Mi sono incamminata verso il porticciolo sperando in una cioccolata calda e un bolle alla cannella. Il panificio era ancora chiuso. Mi sono appoggiata a una balaustra di legno cercando di scaldarmi le mani e ammirando il fiordo, da cui cominciava ad arrivare luce. Dal locale sulle rotaie una radio stava trasmettendo musica anche all’esterno. E’ iniziata una canzone dei Coldplay, Fix you, che mi ha subito trascinata indietro, ai tempi del liceo, tempo in cui speravo di iniziare presto a vivere la mia vita come già la desideravo, senza le compagnie imposte dalla scuola,  le esperienze da ventenne e gli odiati lavoretti estivi. Non un bel ricordo.

Ma a quella bellissima canzone ho deciso di legare quel momento e farla diventare portatrice di un nuovo ricordo. Il momento migliore di tutto il viaggio. Ero davvero lì, avevo realizzato il mio sogno di vedere un po’ di nord Europa, avevo attraversato un fiordo, dormito al caldo di una casetta norvegese; avevo visto (il dorso di) una foca, era mattina e la luce era meravigliosa, era freddo e mi sentivo bene. Stavo per tornare verso Oslo e poi verso casa, con lui ad attendermi. Stava iniziando l’autunno e, insomma, ero felice. Mi sentivo fortunata. Era tutto perfetto.

Lights will guide you home…

Ho continuato a guardarmi intorno per tutta la durata della canzone, guardavo l’acqua, gli alberi, la cascata in lontananza, i contorni del fiordo. La Norvegia ha poche città, ma tutte con la foresta fuori dalla porta di casa. Visitando questi posti diventa subito comprensibile il bisogno dei norvegesi di stare nella natura con qualsiasi condizione meteo, in qualsiasi stagione.

E io le stagioni in quei pochi giorni le ho vissute tutte: era ottobre, ma avevo trovato una Oslo primaverile. Dopo una camminata sul monte Floyen a Bergen mi ero sentita accaldata come d’estate in montagna. I primi boschi fra Gudvangen e Flam, invece, già salutavano l’autunno.

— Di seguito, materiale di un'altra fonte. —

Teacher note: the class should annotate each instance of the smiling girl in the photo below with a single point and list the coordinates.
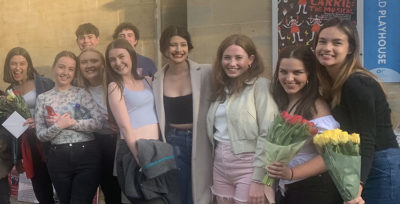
(295, 89)
(181, 91)
(237, 122)
(74, 159)
(359, 103)
(20, 73)
(91, 76)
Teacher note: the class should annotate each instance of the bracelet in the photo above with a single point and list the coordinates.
(291, 170)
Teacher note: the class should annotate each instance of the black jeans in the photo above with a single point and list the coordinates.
(4, 191)
(75, 171)
(108, 182)
(313, 190)
(42, 185)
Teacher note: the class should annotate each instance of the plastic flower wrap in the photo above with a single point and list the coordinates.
(340, 151)
(285, 138)
(13, 101)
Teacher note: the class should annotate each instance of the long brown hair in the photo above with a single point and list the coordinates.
(221, 81)
(306, 104)
(111, 75)
(7, 76)
(332, 90)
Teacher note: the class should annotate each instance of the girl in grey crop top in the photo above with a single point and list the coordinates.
(140, 106)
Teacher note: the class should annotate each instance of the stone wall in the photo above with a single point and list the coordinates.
(210, 21)
(46, 27)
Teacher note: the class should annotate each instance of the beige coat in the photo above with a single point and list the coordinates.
(200, 75)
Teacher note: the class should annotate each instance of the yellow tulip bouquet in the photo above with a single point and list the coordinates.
(287, 134)
(340, 151)
(13, 101)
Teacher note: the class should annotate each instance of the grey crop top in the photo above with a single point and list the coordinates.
(140, 106)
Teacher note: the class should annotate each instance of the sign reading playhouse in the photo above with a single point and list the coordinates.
(382, 39)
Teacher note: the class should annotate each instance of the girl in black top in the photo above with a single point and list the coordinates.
(359, 104)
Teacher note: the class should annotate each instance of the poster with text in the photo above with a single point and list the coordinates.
(381, 39)
(296, 22)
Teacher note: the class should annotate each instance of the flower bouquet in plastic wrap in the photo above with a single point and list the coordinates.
(287, 134)
(13, 101)
(340, 151)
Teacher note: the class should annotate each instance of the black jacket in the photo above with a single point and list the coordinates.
(156, 178)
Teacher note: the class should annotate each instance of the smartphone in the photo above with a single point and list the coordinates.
(50, 111)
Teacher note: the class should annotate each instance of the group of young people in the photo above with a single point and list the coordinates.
(195, 133)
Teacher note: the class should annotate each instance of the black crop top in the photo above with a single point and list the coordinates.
(178, 110)
(364, 109)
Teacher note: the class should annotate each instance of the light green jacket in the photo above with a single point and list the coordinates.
(249, 115)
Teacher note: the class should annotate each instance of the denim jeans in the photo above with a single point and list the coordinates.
(75, 171)
(182, 140)
(383, 183)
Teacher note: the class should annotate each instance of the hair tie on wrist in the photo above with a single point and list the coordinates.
(291, 177)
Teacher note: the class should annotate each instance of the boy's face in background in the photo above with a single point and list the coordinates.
(87, 40)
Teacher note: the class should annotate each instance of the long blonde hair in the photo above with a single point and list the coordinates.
(221, 81)
(332, 90)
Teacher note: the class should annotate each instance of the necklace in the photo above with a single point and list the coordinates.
(293, 106)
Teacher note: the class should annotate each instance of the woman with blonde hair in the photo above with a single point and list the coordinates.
(66, 116)
(20, 73)
(359, 104)
(237, 122)
(91, 76)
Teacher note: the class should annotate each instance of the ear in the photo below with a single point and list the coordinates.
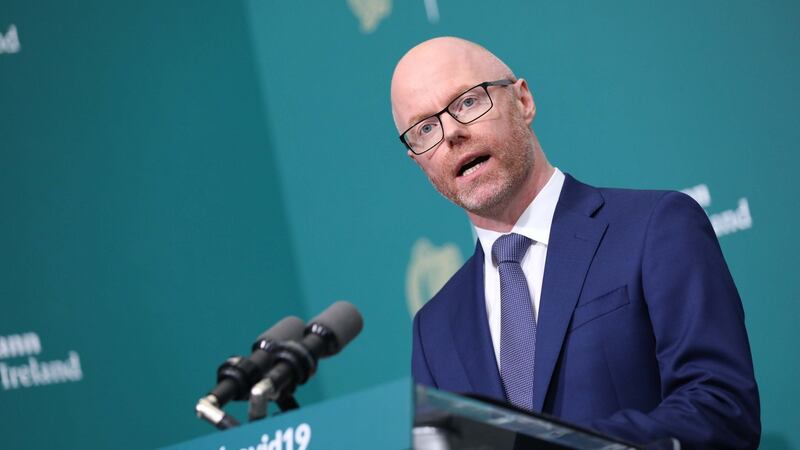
(525, 99)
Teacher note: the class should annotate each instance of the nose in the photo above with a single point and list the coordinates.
(454, 131)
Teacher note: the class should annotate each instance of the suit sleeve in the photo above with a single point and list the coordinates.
(419, 365)
(709, 394)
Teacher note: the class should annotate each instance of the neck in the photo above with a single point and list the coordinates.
(503, 218)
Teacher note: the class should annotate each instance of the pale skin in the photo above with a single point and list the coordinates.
(495, 195)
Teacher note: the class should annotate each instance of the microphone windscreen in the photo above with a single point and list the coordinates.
(287, 329)
(343, 320)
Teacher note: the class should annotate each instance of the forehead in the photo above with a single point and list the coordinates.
(424, 84)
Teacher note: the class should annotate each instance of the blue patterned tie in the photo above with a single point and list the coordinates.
(517, 322)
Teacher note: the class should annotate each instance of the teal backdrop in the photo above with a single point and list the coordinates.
(177, 176)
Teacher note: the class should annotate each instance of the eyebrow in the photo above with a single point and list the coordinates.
(460, 89)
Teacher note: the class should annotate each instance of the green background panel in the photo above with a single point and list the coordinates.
(175, 177)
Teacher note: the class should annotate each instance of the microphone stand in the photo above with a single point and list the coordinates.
(276, 386)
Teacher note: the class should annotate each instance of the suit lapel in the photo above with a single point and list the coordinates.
(470, 331)
(574, 237)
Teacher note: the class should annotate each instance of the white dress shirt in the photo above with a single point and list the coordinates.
(534, 223)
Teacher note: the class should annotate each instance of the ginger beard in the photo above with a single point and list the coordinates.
(512, 161)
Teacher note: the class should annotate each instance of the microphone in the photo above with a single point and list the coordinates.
(237, 374)
(325, 335)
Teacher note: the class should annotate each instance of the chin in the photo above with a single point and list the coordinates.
(483, 200)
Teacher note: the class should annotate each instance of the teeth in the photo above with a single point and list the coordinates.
(473, 168)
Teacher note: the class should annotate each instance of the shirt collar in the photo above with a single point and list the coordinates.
(535, 221)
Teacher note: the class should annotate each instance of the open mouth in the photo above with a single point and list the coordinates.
(472, 165)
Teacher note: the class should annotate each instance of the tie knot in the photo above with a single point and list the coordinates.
(510, 248)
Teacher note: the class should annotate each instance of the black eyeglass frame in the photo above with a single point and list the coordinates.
(484, 85)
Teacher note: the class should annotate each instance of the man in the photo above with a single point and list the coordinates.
(610, 308)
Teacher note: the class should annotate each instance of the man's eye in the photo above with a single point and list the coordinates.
(426, 128)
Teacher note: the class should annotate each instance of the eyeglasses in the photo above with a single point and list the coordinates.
(466, 108)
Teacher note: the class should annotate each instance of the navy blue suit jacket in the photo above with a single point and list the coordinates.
(640, 328)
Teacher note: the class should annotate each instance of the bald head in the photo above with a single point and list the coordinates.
(436, 69)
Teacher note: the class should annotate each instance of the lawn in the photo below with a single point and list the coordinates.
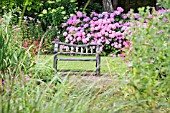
(109, 65)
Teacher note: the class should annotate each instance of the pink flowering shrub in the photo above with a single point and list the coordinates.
(106, 28)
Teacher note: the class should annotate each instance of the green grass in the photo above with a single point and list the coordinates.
(109, 65)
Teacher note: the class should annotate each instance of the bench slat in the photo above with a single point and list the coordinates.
(76, 59)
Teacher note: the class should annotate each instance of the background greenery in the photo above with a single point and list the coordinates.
(141, 84)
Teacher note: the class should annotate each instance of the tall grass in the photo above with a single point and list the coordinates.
(139, 90)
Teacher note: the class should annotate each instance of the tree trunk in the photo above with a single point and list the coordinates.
(107, 5)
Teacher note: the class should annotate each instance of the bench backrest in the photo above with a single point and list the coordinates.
(86, 49)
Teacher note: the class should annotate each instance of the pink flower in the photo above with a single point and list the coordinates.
(84, 41)
(120, 9)
(86, 25)
(124, 16)
(79, 14)
(117, 12)
(79, 39)
(165, 19)
(112, 15)
(86, 19)
(65, 34)
(150, 16)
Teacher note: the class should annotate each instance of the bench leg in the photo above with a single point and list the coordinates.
(98, 65)
(55, 63)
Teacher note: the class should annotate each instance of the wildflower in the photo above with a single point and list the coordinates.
(120, 9)
(58, 0)
(62, 7)
(79, 14)
(65, 34)
(72, 0)
(63, 12)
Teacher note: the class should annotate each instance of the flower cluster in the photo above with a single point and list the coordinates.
(106, 28)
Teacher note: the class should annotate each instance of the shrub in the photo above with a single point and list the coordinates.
(149, 71)
(106, 28)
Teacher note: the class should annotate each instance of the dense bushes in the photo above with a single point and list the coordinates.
(149, 61)
(106, 28)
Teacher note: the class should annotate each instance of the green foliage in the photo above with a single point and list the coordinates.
(12, 55)
(149, 57)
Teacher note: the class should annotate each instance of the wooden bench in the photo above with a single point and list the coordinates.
(73, 49)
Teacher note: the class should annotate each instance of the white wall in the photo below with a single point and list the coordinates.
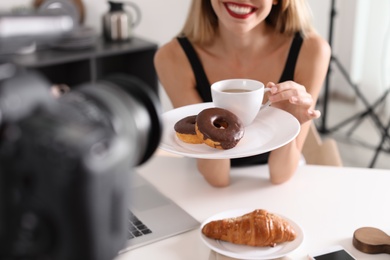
(358, 40)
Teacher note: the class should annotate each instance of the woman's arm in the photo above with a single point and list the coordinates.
(299, 98)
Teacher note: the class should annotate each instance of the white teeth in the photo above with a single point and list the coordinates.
(239, 9)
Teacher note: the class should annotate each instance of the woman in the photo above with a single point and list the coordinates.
(267, 40)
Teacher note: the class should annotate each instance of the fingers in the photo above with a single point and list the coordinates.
(288, 90)
(314, 114)
(296, 95)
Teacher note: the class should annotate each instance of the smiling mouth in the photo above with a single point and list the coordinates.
(239, 10)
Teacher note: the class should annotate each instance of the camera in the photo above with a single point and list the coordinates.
(66, 163)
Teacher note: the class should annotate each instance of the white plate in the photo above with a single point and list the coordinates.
(249, 252)
(271, 129)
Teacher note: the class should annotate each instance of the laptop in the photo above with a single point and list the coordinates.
(153, 216)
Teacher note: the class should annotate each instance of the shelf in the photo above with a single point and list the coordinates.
(73, 67)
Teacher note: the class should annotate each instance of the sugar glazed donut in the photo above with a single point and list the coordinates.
(219, 128)
(185, 130)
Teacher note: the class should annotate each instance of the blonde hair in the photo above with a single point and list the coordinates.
(287, 17)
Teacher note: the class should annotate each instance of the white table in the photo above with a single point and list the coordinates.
(329, 203)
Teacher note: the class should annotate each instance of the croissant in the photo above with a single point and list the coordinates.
(257, 228)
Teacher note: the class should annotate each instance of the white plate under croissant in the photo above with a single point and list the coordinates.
(250, 252)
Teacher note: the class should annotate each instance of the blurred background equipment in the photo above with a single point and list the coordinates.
(65, 164)
(65, 161)
(118, 23)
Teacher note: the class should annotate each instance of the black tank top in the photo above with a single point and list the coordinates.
(203, 85)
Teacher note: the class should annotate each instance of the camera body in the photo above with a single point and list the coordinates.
(65, 165)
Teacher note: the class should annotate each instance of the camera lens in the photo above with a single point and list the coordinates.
(133, 109)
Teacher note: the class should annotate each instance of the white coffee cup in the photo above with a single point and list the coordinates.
(243, 97)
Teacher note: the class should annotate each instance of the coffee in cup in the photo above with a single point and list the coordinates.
(243, 97)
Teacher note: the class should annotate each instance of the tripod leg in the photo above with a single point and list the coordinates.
(385, 136)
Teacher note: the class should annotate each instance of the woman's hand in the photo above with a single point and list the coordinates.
(293, 98)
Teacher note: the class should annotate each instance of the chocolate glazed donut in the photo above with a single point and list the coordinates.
(219, 128)
(185, 130)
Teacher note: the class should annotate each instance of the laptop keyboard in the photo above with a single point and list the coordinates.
(136, 227)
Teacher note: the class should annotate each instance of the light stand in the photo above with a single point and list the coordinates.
(384, 130)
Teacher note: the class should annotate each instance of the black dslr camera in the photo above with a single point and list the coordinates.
(65, 164)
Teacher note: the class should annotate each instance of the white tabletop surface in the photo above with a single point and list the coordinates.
(329, 203)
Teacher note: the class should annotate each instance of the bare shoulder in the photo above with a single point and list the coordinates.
(313, 63)
(169, 53)
(314, 46)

Poi, più tardi quella mattina, dopo aver ritrovato la famigliola americana, ho lasciato Flåm con il bus che si è arrampicato ancora più su, passando in una foresta, e all’improvviso ha cominciato a nevicare. Nella mia mente, sognando un viaggio a nord, la Norvegia l’ho sempre immaginata tutta imbiancata. Non potevo tornare a casa senza viverla un po’ anche in inverno, senza averla vista così. Fredda, chiaroscura, luminosa.